Software project budgets for blue chip companies are often much larger as the workforce and number of customers affected is on a different order of magnitude e.g. 50,000 employees scattered around the globe, with perhaps 5M customers. Budgets for comparable business systems are therefore in the order of £3M over 4 years in this sector.
PM’s often manage up to five projects at any given time, so when we compare the project portfolio of a medium size org public sector PM to that of a blue chip PM, from a purely financial point of view (£750k vs £15M), the public sector PM project portfolio looks somewhat trivial.
But is the blue chip PM job really more challenging, and worthy of the higher pay packet?
Both PM’s are responsible for delivering their projects on time, on budget and to the desired quality. The reputation and financial health of their respective organisations depend upon the success or failure of the project. Both PMs work with a variety of stakeholders – technical and non-technical to deliver the project.

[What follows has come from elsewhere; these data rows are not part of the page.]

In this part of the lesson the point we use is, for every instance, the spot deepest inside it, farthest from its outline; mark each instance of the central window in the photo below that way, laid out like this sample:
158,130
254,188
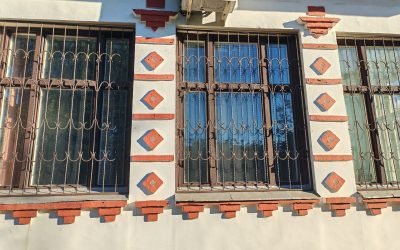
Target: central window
240,117
64,115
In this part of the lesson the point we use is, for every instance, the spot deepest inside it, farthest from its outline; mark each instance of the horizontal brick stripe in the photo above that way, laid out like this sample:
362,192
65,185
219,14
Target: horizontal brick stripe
320,81
153,116
329,118
324,158
320,46
152,158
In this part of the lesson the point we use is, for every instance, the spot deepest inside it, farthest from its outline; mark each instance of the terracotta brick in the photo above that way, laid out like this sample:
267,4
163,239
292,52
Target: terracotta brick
321,65
334,182
154,77
158,41
320,46
316,11
160,4
321,81
329,118
324,158
151,139
153,116
324,102
152,158
152,183
152,99
153,60
328,140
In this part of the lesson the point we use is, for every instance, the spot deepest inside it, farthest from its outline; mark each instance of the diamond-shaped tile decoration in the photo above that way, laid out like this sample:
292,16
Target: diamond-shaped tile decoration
151,183
324,102
153,60
152,99
320,65
328,140
333,182
151,139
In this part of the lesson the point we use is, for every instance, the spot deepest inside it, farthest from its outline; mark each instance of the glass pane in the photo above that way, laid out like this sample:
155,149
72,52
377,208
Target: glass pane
194,62
60,61
196,145
112,138
278,64
387,110
21,55
349,66
360,139
287,169
13,122
117,63
63,146
240,137
236,63
382,65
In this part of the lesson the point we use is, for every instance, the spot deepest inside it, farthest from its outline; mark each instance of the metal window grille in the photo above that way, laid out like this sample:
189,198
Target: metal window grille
65,94
371,74
240,121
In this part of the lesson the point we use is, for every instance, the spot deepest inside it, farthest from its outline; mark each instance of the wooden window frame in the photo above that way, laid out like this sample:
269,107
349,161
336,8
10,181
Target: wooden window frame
210,87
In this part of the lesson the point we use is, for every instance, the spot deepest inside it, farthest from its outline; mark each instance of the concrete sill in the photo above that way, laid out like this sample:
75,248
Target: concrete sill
244,196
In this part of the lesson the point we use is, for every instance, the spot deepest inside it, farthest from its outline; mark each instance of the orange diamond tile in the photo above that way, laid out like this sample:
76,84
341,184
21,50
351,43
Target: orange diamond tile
328,140
152,99
152,183
334,182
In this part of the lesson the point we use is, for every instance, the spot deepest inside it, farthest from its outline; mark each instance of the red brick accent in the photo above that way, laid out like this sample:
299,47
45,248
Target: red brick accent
229,210
153,60
152,183
159,4
324,158
321,65
154,19
68,215
302,207
152,158
151,209
158,41
321,81
339,205
192,210
320,46
154,77
324,101
152,99
328,140
329,118
67,210
152,139
334,182
267,208
153,116
316,11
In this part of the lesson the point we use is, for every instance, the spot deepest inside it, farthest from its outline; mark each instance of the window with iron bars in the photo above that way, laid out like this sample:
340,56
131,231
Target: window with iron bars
371,77
240,117
65,104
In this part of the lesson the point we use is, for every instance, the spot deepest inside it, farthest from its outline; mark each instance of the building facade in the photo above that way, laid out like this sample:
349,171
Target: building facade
188,124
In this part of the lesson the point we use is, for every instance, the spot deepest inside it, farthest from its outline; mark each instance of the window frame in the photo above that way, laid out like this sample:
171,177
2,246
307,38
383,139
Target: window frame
211,87
368,90
70,29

The crucial difference in my opinion is the level of resourcing that each PM can enjoy. The public sector PM’s that I see work with skeleton crews to deliver their projects – for example there is often no project support team to produce and maintain GANTT charts, meeting minutes, and perform all of the other essential admin tasks. The public sector PM has to do all of this on top of the leadership / strategic work that a PM fulfills. I put it to you that public sector PMs have to do more for (and with) less. Love to hear your thoughts.